Inoltre grandissima importanza era attribuita a canzoni che erano ricevute durante una “visione”. Fra i Piedi Neri l’uomo di medicina era in costante movimento al ritmo di un canto ricevuto durante un sogno o avuto durante una visione.
All’interno di un villaggio, vi erano persone che sapevano abilmente suonare lo strumento tipico dei Nativi delle pianure, cioè il “tamburo”, il numero dei suonatori rispettava il n°4 (cioè le quattro direzioni sacre dell’universo) o talvolta anche il n°7, a loro si aggiungevano persone che cantavano, la loro musicalità è molto diversa da quella Europea basata su 7 note e si può definire “pentatonica”.
L’intento principale di ogni cerimonia spirituale dei Nativi era quello di chiedere l’aiuto “divino” mediante l’intercessione degli esseri “celesti” oltre agli elementi del creato assieme a tutte le forme animate e non presenti sulla terra.

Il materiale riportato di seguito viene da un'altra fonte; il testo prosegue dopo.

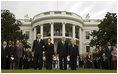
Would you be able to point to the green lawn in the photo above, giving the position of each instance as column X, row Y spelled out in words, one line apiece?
column 54, row 70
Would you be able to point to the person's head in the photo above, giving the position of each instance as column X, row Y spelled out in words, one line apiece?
column 63, row 38
column 72, row 41
column 38, row 35
column 12, row 43
column 108, row 43
column 20, row 43
column 114, row 48
column 100, row 47
column 17, row 42
column 116, row 45
column 9, row 42
column 4, row 43
column 49, row 40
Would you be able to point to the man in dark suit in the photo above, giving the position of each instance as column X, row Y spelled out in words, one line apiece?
column 38, row 46
column 62, row 51
column 4, row 51
column 108, row 55
column 49, row 49
column 73, row 54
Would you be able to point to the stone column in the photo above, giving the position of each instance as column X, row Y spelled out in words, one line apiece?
column 80, row 41
column 41, row 30
column 34, row 33
column 63, row 29
column 52, row 32
column 73, row 31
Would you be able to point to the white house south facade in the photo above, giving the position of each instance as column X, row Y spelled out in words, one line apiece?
column 55, row 24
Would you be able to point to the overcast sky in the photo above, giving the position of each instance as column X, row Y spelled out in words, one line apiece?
column 96, row 9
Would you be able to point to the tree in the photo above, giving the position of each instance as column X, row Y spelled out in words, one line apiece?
column 107, row 31
column 10, row 29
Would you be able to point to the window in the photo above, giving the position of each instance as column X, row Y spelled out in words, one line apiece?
column 57, row 12
column 68, row 13
column 46, row 13
column 87, row 35
column 27, row 34
column 87, row 48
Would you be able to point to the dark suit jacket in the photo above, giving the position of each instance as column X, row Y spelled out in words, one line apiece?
column 73, row 52
column 108, row 53
column 4, row 51
column 13, row 51
column 49, row 49
column 62, row 49
column 38, row 47
column 19, row 51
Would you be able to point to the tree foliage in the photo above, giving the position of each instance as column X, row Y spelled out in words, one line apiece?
column 107, row 31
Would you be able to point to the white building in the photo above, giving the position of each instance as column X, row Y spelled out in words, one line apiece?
column 55, row 24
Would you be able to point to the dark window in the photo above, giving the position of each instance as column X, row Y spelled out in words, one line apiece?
column 68, row 13
column 27, row 34
column 87, row 48
column 57, row 12
column 87, row 35
column 47, row 13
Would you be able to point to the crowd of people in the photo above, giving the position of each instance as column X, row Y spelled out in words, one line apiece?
column 15, row 56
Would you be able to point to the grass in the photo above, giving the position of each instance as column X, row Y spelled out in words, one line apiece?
column 55, row 70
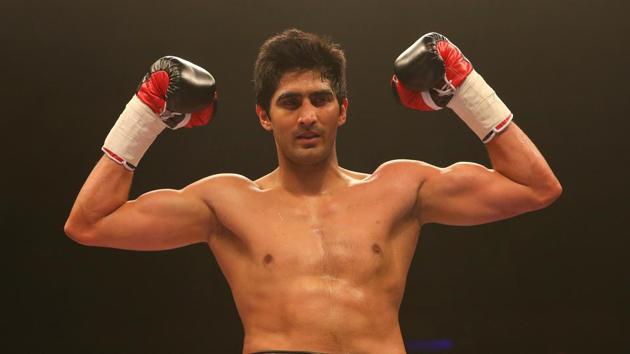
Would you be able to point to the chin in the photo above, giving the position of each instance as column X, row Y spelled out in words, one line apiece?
column 310, row 156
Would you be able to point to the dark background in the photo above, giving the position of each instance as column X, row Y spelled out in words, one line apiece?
column 553, row 281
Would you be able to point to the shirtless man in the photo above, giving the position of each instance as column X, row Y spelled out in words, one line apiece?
column 316, row 255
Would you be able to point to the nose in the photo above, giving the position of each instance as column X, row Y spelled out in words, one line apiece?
column 307, row 116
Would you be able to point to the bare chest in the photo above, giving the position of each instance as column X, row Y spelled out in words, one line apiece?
column 356, row 235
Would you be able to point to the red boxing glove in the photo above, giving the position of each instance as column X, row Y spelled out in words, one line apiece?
column 433, row 73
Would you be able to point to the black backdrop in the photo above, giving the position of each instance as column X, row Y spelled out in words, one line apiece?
column 553, row 281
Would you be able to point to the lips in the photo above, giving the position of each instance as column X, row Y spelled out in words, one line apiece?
column 308, row 135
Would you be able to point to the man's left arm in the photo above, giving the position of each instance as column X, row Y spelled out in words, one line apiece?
column 432, row 74
column 471, row 194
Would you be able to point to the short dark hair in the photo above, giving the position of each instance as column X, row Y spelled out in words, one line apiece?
column 295, row 50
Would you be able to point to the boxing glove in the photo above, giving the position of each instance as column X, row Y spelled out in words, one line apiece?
column 174, row 93
column 433, row 73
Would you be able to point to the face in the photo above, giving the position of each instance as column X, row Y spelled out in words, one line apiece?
column 304, row 116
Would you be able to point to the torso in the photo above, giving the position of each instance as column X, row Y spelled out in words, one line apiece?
column 320, row 273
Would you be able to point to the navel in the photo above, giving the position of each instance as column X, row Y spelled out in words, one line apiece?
column 268, row 259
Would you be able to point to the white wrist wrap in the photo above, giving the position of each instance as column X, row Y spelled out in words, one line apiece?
column 134, row 131
column 476, row 103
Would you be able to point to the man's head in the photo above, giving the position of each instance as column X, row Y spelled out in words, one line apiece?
column 301, row 95
column 295, row 50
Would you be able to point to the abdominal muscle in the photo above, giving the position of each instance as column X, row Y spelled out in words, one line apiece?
column 320, row 313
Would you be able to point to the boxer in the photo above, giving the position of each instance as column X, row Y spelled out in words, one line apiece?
column 316, row 255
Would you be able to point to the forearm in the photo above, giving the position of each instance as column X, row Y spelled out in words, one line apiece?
column 515, row 156
column 105, row 190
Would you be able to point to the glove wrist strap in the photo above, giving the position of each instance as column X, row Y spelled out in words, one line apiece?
column 476, row 103
column 134, row 131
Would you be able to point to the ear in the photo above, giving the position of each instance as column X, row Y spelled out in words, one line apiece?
column 263, row 118
column 343, row 112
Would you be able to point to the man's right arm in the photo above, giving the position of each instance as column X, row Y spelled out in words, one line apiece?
column 103, row 216
column 175, row 93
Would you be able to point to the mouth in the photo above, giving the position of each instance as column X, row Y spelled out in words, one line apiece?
column 308, row 135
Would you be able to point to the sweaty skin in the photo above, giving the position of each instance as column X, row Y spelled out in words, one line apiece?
column 316, row 255
column 324, row 272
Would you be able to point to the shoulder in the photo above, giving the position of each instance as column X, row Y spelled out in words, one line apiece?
column 407, row 168
column 220, row 183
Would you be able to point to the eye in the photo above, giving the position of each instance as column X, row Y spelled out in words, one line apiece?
column 290, row 102
column 321, row 99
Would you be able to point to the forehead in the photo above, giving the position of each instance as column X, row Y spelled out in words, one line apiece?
column 304, row 82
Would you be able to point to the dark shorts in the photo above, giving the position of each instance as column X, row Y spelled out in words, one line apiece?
column 285, row 352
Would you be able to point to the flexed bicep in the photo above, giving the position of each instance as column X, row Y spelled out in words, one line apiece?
column 470, row 194
column 162, row 219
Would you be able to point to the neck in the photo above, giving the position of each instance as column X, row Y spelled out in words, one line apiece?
column 313, row 179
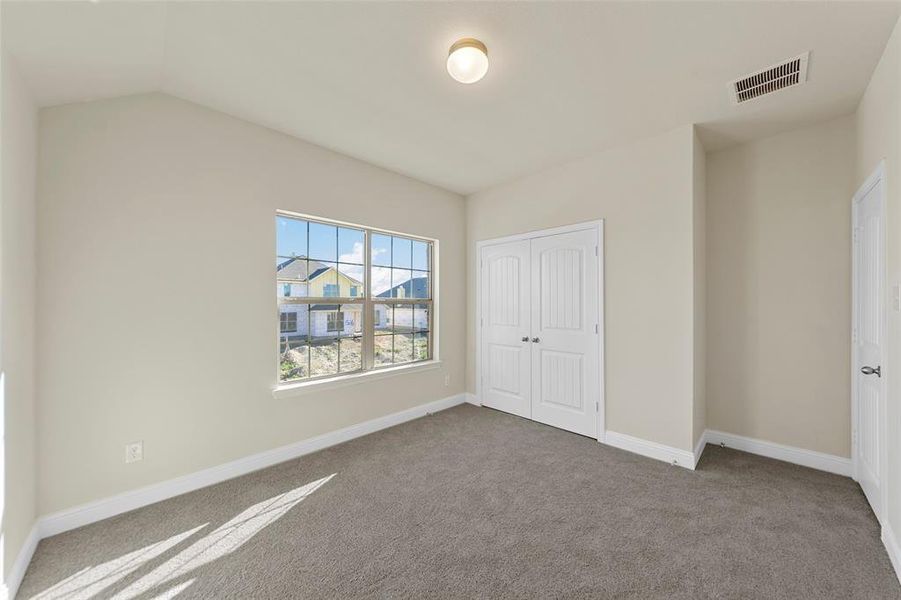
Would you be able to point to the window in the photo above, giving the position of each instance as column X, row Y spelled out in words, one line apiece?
column 288, row 322
column 352, row 299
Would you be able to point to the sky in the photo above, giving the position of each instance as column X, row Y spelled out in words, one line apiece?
column 393, row 257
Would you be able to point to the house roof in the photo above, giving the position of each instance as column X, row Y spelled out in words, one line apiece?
column 298, row 268
column 418, row 287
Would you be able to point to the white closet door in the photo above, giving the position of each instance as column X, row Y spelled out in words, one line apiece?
column 869, row 269
column 564, row 338
column 505, row 327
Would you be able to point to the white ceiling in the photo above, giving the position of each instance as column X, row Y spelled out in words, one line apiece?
column 368, row 79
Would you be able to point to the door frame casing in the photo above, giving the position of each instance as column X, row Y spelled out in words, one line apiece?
column 877, row 176
column 598, row 227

Le cerimonie potevano essere molto semplici, come il fumare la sacra pipa all’interno della propria tenda, oppure molto complesse e coinvolgere tutto il campo ed addirittura tribù o clan vicini, tale aggregazione di persone serviva anche a creare fra i vari gruppi un legame sociale che sorto per motivi di spiritualità, poteva poi svilupparsi anche come legame commerciale e di solidarietà fra villaggi.